Low reporting rates play directly into the hands of fraudsters. When victims fail to report fraud cases, banks are unable to protect them effectively. For example, victims miss out on critical support, such as guidance through the investigation process and advice that could discourage them from seeking risky “solutions” online. Additionally, non-reporting leaves banks unaware of the true scale of recovery room fraud, hindering their ability to combat it effectively. 

A changing liability landscape could help encourage victims to report fraud.
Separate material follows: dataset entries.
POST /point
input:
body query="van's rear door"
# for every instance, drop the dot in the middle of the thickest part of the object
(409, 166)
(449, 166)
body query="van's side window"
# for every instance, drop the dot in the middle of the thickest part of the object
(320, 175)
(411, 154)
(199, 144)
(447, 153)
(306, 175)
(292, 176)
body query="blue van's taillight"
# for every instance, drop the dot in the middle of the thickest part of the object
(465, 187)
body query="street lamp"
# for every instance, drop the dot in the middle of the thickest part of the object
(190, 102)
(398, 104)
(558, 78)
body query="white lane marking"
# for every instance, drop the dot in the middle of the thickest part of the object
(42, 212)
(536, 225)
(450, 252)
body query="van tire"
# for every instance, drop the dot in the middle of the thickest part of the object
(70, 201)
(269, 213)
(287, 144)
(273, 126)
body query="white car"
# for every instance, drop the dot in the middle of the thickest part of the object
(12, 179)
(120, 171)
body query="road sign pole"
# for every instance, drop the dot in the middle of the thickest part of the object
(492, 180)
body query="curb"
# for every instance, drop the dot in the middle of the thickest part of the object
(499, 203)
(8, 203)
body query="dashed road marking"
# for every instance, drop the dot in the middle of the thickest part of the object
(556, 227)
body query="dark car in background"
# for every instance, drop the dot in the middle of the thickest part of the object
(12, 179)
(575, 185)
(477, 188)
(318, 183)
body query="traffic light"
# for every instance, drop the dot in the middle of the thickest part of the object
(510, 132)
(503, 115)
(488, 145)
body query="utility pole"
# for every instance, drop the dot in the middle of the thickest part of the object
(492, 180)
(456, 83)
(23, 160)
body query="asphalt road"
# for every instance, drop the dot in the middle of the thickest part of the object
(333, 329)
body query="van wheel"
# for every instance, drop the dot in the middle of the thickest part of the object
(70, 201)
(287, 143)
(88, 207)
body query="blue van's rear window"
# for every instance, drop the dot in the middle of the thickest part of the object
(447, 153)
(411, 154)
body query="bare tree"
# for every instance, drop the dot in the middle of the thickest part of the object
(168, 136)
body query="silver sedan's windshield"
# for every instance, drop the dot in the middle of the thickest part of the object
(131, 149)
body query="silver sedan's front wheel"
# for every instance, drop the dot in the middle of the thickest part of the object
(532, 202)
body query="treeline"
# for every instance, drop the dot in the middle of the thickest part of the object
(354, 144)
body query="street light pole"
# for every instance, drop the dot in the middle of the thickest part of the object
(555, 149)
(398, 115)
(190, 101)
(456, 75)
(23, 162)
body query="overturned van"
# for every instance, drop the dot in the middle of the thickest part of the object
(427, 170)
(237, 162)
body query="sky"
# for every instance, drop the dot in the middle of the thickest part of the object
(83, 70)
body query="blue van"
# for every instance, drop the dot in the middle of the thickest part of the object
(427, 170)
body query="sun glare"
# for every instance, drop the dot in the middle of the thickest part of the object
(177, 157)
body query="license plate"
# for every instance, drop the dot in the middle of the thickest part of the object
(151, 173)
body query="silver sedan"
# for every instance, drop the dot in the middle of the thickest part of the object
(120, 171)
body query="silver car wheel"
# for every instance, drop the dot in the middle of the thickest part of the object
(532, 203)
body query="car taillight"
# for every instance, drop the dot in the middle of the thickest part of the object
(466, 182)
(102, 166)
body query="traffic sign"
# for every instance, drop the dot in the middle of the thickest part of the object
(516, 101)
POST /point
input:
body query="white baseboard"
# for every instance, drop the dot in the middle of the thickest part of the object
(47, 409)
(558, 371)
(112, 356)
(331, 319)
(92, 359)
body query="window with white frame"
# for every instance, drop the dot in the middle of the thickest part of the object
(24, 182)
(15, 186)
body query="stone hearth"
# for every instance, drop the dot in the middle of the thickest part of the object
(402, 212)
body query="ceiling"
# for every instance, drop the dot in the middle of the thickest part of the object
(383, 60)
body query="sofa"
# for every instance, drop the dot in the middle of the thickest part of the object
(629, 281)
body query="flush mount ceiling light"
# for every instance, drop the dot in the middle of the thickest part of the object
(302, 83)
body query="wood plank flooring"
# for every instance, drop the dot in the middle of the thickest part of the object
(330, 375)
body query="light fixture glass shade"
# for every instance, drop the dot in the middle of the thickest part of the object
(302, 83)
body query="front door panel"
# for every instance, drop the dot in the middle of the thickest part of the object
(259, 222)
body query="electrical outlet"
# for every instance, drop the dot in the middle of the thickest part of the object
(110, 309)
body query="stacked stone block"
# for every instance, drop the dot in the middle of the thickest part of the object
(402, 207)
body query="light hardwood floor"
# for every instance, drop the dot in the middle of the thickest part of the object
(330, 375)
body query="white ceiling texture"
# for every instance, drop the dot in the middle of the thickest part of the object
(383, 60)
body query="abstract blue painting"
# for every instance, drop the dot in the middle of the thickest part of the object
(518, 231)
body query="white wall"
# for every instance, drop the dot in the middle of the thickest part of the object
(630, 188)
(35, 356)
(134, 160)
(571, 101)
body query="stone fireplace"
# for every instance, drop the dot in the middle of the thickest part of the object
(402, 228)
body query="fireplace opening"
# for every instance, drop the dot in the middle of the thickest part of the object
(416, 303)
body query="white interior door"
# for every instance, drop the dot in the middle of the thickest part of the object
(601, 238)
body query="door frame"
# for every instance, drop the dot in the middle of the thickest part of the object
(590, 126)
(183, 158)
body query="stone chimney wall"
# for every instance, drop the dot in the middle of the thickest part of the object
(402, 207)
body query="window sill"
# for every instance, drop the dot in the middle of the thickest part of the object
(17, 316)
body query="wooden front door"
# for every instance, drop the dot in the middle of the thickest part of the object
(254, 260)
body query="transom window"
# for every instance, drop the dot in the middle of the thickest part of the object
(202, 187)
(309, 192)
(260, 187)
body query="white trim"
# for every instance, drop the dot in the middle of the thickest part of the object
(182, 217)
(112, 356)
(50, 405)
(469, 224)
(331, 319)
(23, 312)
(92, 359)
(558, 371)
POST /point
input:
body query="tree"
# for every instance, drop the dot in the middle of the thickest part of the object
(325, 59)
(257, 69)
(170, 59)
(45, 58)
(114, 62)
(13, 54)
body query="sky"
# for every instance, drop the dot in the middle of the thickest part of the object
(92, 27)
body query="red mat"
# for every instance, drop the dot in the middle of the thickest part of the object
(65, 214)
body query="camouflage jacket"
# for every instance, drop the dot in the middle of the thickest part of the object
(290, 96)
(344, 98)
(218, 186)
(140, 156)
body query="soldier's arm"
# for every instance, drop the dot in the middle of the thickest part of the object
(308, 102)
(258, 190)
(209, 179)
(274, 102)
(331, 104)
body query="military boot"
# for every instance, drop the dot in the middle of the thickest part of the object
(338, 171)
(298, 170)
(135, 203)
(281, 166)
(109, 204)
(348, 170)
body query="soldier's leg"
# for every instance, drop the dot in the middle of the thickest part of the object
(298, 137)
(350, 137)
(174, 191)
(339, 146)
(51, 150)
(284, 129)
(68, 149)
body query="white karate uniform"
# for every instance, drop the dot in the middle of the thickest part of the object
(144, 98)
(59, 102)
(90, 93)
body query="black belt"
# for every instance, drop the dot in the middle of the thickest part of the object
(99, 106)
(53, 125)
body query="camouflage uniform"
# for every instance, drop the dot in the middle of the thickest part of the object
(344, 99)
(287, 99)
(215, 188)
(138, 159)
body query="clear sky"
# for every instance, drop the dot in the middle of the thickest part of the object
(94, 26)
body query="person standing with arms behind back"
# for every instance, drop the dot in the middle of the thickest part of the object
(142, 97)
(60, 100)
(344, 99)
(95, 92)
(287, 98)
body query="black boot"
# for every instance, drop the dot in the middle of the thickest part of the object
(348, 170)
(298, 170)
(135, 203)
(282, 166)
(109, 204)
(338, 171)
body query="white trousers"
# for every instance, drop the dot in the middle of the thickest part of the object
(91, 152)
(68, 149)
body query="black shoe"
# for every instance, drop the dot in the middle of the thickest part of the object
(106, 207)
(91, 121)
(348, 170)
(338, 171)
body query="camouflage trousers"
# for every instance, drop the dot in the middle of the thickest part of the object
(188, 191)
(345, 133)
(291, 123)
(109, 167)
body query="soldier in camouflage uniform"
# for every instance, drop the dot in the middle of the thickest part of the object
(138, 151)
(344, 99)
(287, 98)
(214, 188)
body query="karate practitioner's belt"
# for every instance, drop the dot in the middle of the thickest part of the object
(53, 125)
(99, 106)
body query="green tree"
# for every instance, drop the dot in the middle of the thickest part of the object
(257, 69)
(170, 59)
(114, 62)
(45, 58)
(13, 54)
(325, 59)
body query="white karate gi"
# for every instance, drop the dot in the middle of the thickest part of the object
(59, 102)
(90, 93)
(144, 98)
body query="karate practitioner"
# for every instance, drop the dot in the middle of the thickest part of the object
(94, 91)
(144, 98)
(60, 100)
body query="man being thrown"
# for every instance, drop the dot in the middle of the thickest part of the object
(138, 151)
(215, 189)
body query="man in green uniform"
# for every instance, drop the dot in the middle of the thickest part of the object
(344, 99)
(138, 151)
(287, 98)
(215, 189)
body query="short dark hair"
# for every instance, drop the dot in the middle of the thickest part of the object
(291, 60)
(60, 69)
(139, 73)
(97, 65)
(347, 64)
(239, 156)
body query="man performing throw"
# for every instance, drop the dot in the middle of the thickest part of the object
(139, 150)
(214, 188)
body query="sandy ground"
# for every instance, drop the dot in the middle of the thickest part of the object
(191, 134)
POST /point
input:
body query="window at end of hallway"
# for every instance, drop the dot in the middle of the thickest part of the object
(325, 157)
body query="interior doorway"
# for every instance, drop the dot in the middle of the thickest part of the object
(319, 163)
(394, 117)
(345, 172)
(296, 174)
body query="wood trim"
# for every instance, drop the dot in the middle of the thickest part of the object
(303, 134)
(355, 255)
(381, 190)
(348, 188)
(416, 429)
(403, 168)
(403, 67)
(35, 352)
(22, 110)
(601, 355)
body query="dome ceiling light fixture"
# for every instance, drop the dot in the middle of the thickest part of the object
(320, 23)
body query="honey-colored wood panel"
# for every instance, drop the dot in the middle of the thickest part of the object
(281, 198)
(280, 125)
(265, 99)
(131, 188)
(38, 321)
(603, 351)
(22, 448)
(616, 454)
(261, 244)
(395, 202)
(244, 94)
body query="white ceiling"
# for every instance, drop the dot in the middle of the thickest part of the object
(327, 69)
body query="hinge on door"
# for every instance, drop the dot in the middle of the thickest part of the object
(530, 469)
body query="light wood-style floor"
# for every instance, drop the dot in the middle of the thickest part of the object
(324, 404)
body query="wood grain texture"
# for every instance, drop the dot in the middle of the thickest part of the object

By offering victims hope of recovering at least some of their lost funds, banks and other institutions can build trust and foster a sense of accountability, ultimately reducing the impact of (not only) recovery room fraud. 

Read more about the liability shift 

Last but not least, recovery room fraud is not limited to Belgium; it is a growing trend in other countries as well. For instance, the Canadian Anti-Fraud Centre (CAFC) reported that recovery scams more than doubled in 2023, resulting in over $1.6 million in losses. Similarly, Australia’s ACCC recorded a 129% increase in such cases during the first six months of 2024, with total losses exceeding $2.9 million. 

Providing strong anti-fraud protection, clear guidance, and accessible support boosts reporting rates, safeguards vulnerable customers, and strengthens trust in financial institutions. Banks must adopt advanced fraud protection systems and offer recovery assistance to victims—both in Belgium and globally—rather than leaving fraudsters with more opportunities to exploit them for profit.